There are also several professional apps that are not well-optimized for Windows 11. So, if you are a professional, make sure that all your pro apps are optimized for Windows 11 before making the upgrade. Otherwise, it will be better to stick with Windows 10 since it will still be supported for a couple of years to come.
How To Upgrade To Windows 11
A number of new computers that were released in the last few months ship with Windows 11 pre-installed. You can also upgrade to Windows 11 if you currently running Windows 10 on your PC. Simply go to your Settings and click the “Windows Update” button.
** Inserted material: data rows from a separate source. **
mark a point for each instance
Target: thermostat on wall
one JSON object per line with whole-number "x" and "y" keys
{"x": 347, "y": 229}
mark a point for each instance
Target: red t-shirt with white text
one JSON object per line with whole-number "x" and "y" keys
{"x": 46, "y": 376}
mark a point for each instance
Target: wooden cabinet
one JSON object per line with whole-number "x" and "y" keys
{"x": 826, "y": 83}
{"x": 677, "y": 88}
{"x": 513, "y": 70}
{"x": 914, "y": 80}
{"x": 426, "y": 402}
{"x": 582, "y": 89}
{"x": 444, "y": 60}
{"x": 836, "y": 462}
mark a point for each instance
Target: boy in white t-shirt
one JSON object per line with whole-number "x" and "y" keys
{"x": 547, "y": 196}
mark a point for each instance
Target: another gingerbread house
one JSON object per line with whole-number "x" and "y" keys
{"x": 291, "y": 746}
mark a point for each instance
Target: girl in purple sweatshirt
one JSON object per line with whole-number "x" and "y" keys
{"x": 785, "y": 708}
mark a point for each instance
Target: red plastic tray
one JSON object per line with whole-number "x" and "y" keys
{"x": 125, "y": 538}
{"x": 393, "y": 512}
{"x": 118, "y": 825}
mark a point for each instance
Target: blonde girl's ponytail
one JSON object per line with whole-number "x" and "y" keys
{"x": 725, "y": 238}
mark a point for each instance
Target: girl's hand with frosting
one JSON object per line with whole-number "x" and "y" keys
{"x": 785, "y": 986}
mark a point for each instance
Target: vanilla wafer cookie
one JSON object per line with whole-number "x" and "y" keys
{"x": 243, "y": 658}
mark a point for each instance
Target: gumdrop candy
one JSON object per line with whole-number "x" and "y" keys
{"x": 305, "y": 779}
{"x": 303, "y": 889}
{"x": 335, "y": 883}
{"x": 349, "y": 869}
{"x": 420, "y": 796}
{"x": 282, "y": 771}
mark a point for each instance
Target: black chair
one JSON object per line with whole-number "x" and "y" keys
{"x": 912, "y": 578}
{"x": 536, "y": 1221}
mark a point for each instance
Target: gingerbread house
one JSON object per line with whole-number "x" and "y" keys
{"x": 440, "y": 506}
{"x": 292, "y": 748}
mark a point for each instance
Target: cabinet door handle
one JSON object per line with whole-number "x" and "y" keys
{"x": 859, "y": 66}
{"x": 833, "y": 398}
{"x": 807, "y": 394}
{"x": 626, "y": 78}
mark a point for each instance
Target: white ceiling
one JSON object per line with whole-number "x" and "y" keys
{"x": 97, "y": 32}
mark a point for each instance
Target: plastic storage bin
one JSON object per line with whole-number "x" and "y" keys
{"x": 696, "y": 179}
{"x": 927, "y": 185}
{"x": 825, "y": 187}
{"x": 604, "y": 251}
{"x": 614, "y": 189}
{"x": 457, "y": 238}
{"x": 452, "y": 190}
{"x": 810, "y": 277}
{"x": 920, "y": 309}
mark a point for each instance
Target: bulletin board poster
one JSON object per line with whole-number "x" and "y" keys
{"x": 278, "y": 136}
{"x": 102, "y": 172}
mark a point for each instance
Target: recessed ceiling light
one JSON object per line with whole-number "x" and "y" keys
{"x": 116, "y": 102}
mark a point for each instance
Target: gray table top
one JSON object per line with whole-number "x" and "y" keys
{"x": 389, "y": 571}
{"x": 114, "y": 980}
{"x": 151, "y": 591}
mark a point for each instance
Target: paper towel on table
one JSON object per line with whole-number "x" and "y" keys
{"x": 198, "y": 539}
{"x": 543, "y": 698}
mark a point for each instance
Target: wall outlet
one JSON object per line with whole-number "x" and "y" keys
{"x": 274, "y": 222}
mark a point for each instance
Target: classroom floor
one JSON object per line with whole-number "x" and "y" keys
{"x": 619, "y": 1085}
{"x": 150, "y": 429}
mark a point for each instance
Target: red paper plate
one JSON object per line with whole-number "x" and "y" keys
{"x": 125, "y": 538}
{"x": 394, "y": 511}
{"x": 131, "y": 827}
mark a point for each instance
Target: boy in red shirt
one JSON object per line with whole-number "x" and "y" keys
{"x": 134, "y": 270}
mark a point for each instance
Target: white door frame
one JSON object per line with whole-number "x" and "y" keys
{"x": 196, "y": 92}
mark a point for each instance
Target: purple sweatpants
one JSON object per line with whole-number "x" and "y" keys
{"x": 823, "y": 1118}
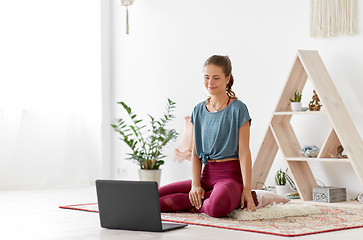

However, you need to confirm that your laptop meets the minimum requirements for Windows 11. The main ones are 4GB RAM, 64GB storage space, and a 1GHz duo core CPU with a TPM 2 chip. The most controversial requirement was having a CPU with a Trusted Platform Module (TPM) version 2.0 chip. Microsoft put in place a walkaround that you can use to bypass this requirement. However, they do not guarantee getting all security updates if your PC lacks the TPM 2 chip.
Overall, Windows 11 has been a pretty stable and reliable update when compared to Windows 8 and 10 at the time they were released. For a majority of users, you can update to Windows 11 and enjoy the new features it comes with. However, for users who rely on pro apps, it is better to hold on for a couple of months until all your apps have been optimized for Windows 11.